Wednesday, December 21, 2011

In Praise of Darkness by Jorge Luis Borges

TITLE: In Praise of Darkness
AUTHOR: Jorge Luis Borges
READ: December
THOUGHTS: Technically only read the prose pieces from this book, as my Borges collection doesn't have any of his poetry in it. The stories were all wonderful. As I have been making my way through the Borges oeuvre chronologically, and given that his most highly regarded work was written in '40's, I expected the Borges stories later on to lessen in quality. I have not found this to be true yet. It seems like as Borges got older he was able to condense what he wanted to do in an even smaller amount of space, even though most of his classic stories are only about 7-10 pages long. Some of the most powerful stories in here are about two or three paragraphs; I was particularly emotionally affected by "A Prayer." Also really love Borges' prefaces to all of his collections, something that by today's standards might seem 'lame' -- but I think I would like seeing more people writing prefaces to their own work in the future.

Friday, December 16, 2011

Some Trees by John Ashbery

TITLE: Some Trees
AUTHOR: John Ashbery
READ: December
THOUGHTS: Feel like I read poems pretty frequently but rarely sit down and read 'full' poetry books so I am going to try to rectify that in the coming months or so. Been thinking of getting through some Ashbery canon, decided to start chronologically. This honestly did not do much for me. I was bracing for the incomprehensible, trying to get into a zone where I can 'soak up' that kind of stuff, but it left me dry. Aside from "The Picture of Little J.A. in a Prospect of Flowers" and maybe a few others I mostly have already forgotten all of the words in this book. I dunno. I might be a dolt, but with poetry that is largely written in abstract and un-literal/concrete language my sensibility for what makes a poem work is incredibly murky and unintelligible. I guess it becomes closer to music, more about "feeling" or something, and I wasn't feeling it. Still about three or four more Ashbery books to come, and this was his really early stuff, so maybe I will come to like all of that a lot more! I really like "How Much Longer..." and "The Skaters" and the poems I've read in "Self Portrait In A Convex Mirror" so I have a feeling I will like the later stuff better.

Monday, December 12, 2011

Europeana by Patrik Ouředník

TITLE: Europeana
AUTHOR: Patrik Ouředník
READ: December
THOUGHTS: Have never read a book quite like this! I guess I would call it a kind of deconstructive narrative history of the 20th century, as much as that might make some (me) cringe. Despite its consistent deadpan tone and syntactic clarity there is no creedence given to historical linearity or even really any conventional idea of history. Dalkey calls it a novel, and I like that. It is much more a novel than a non-fiction text; it just so happens to be a novel written entirely with 'factual' elements, which I really like and I find exciting. Reading this made me tremendously curious about Patrik Ouředník, whom I have never really heard of before reading about this I think. I might have seen his name on some websites but no ideas or titles attached itself to the name. I would recommend this book to pretty much everyone. The structuring element along with the the tone really make it work for me. Because the tone feels so distant it, at times, almost felt like I was reading a story about a foreign world, that perhaps has nothing to do with the one I inhabit, which I take to be part of the conceit of the book. It almost felt like reading a 120 page version of the "Findings" section in Harper's. Great great yes. 20th century was a mistake and the 21st century will be weirder probably !!!
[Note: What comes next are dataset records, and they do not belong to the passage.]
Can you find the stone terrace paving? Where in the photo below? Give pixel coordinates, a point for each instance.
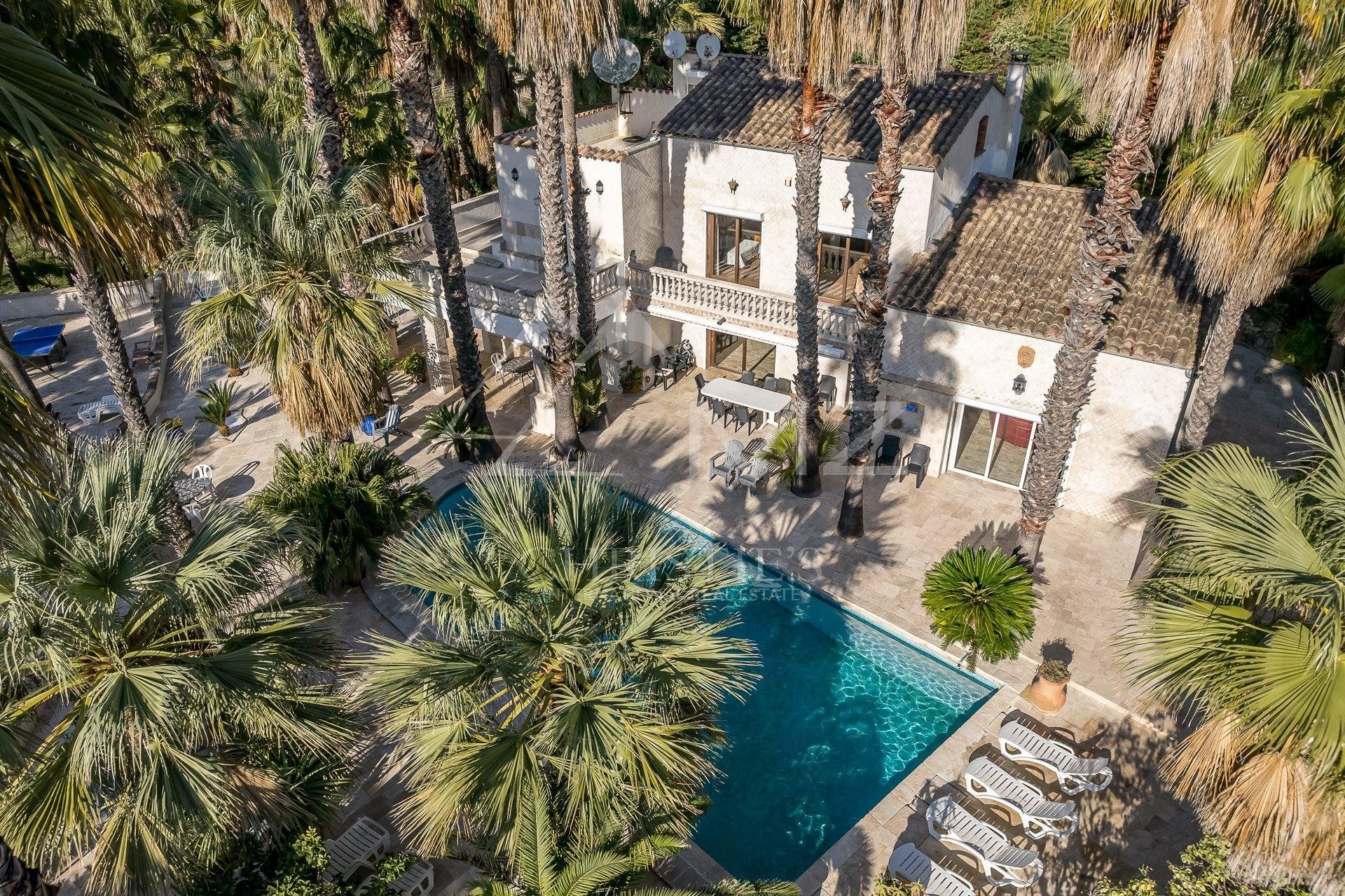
(659, 441)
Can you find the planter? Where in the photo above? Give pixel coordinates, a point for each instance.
(1048, 696)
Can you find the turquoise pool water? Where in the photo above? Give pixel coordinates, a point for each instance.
(842, 712)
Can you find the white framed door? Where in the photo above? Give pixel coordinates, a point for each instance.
(992, 443)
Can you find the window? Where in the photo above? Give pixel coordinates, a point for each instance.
(735, 249)
(840, 261)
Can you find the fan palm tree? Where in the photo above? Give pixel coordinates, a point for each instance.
(541, 864)
(347, 499)
(150, 698)
(1266, 187)
(551, 38)
(412, 80)
(299, 277)
(982, 599)
(1157, 69)
(907, 41)
(1238, 627)
(573, 649)
(1052, 106)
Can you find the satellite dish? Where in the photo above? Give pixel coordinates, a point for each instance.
(619, 65)
(708, 48)
(674, 45)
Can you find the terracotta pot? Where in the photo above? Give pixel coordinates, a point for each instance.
(1047, 696)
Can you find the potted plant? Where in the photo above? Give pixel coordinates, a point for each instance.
(217, 406)
(1048, 688)
(450, 427)
(633, 378)
(982, 599)
(415, 366)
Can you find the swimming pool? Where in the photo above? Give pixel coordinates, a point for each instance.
(842, 712)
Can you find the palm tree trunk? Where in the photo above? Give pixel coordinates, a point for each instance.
(319, 96)
(20, 283)
(892, 116)
(1106, 252)
(808, 124)
(584, 312)
(18, 878)
(1219, 347)
(413, 89)
(556, 282)
(102, 321)
(495, 76)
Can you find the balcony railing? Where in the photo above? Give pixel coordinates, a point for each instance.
(744, 305)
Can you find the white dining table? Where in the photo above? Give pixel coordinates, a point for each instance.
(755, 397)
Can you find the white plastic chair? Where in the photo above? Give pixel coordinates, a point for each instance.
(1000, 860)
(1075, 774)
(909, 862)
(1040, 817)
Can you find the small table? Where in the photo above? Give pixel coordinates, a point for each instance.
(739, 393)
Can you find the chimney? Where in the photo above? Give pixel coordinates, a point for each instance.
(1014, 83)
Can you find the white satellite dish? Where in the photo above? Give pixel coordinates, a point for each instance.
(674, 45)
(619, 65)
(706, 48)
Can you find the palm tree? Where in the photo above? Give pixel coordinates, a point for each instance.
(982, 599)
(906, 42)
(541, 864)
(573, 649)
(1260, 197)
(551, 38)
(415, 89)
(301, 277)
(1238, 628)
(150, 700)
(1052, 106)
(347, 499)
(1157, 69)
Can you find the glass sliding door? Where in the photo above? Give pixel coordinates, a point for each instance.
(993, 444)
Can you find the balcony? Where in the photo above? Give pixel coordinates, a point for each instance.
(726, 302)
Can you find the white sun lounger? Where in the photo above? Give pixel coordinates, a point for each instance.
(1040, 817)
(1074, 773)
(1000, 860)
(362, 845)
(909, 862)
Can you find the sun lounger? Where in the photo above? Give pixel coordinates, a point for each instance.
(909, 862)
(1000, 860)
(1040, 817)
(95, 411)
(1074, 773)
(362, 845)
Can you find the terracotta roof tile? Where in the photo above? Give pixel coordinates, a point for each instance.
(743, 101)
(1008, 259)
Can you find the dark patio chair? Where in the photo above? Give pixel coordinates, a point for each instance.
(918, 462)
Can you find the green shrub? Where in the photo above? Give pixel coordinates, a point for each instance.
(982, 599)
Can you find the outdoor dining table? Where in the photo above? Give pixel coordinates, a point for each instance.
(739, 393)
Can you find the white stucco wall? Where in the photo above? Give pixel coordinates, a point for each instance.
(1125, 431)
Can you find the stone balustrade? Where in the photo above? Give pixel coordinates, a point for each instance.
(744, 305)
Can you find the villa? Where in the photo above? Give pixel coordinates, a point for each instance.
(693, 242)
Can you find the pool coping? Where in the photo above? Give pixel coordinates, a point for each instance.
(694, 867)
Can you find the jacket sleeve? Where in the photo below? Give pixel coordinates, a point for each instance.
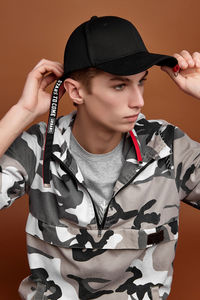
(187, 168)
(18, 165)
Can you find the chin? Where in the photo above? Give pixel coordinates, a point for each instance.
(127, 127)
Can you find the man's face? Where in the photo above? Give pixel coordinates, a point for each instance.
(115, 101)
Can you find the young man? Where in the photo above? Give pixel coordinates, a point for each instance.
(105, 188)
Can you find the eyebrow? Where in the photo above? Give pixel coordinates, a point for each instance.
(126, 79)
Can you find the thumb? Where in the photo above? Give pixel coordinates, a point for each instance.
(175, 75)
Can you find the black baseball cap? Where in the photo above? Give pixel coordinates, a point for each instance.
(109, 43)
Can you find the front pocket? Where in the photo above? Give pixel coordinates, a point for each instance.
(40, 290)
(155, 293)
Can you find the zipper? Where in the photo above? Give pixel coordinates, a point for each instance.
(101, 225)
(74, 177)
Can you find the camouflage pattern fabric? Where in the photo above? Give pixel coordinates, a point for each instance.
(130, 255)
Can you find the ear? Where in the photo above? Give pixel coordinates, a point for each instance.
(74, 90)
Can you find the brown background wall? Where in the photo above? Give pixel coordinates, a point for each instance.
(31, 30)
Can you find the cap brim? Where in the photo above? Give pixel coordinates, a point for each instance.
(137, 63)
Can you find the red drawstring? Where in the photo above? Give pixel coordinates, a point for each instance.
(176, 69)
(137, 148)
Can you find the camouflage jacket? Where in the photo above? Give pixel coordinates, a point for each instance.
(130, 255)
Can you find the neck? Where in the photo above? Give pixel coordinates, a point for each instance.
(94, 139)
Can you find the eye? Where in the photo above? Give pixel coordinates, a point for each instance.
(141, 82)
(119, 87)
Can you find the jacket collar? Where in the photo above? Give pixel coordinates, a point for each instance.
(147, 133)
Saturday, December 10, 2011

The Third Reich by Roberto Bolaño

TITLE: The Third Reich
AUTHOR: Roberto Bolaño
READ: November-December
THOUGHTS: Enjoyed this, though didn't think so at first. The first hundred pages were a bit meandering and felt more like an exercise or 'practice novel' (the manuscript for this dates back to '89, which is about 4 or so years before Bolaño published The Skating Rink, which I believe is his first published novel? I could be wrong.) The book was close to 300 pages, which for Bolaño's shorter works is a bit long; at times I felt like this could have definitely merited a shorter length, though maybe the slow pace does well for the book's overall atmosphere, tone, etc. It very slowly develops into the perennial Bolaño narrative: a story with somewhat innocuous origins delves into a kind unseeable and unverified looming terror -- for the last third of the book you slowly suspect that something terrible is going to happen and then things just sort of peter out in both an anticlimactic (which is never a bad word in Bolaño) and emotionally confusing/diffused way. I would say this book stands well among other Bolaño novels. I don't think there is a single thing he has written that I have disliked, though I think this book will probably end up lumped into a grouping of 'lesser works' in the Bolaño oeuvre. Still lots of fun and not a boring moment, despite its slow pace.

Sunday, December 4, 2011

My Two Worlds by Sergio Chejfec

TITLE: My Two Worlds
AUTHOR: Sergio Chejfec
READ: December
THOUGHTS: Damn this book....after reading Vila-Matas' incredible preface for this book I was practically bouncing off of the walls with excitement to read it. It really is, I think, incredible. An antecedent, or perhaps just contemporary I guess, for this kind of writing is definitely Sebald: the solitary walker's soliloquy, and the nebulous, amorphous text that follows -- also dense, beautiful (thought more plain stated here than in Sebald, which I actually really like) and also brimming with a million things that it simultaneously is and isn't; it is also about a 100 pages long. I will admit that the narrator's philosophical, emotional, and social concerns all seem to mirror my own quite closely, so maybe that plays a part for why I feel such an overwhelming kinship with this book and its author, but there is something about this kind of writing that is incredibly exciting to me -- probably one of the most exciting books I have read this year. One of the things I have found out about myself by keeping this blog (man this sentence can only be embarrassing or stupid or both) is that I have a tendency to be able to write at great length and with great ease about books that I either thought were ok or don't feel particularly attached to. With this book, as with the other books that I really loved this year (Vila-Matas, Bolano, uhh others (don't feel like looking at my list)) there is a very real trepidation in my attempts to try and articulate why I have admired them so much, as if any stray or thoughtless remark will either smudge the book's reputation (a reputation which I am seeking to exalt and represent) or either just make me look really stupid, in that my reasons for liking something will appear to be fraudulent, inauthentic, barely articulated, superficial, etc. The knowledge that my experience with this book has been both the experience of filling myself into an inanimate object as much as it has been an experience of reading someones voice creates some weird kind of familiarity and estrangement, a relationship I think is present in the book between the narrator and the world he encounters and perhaps suggests the same kind of problem and/or weirdness of reading the traces of someone elses' existence, like the thing you're holding in between your hands. I don't know. My head is jumbled. All of these thoughts are nonsense.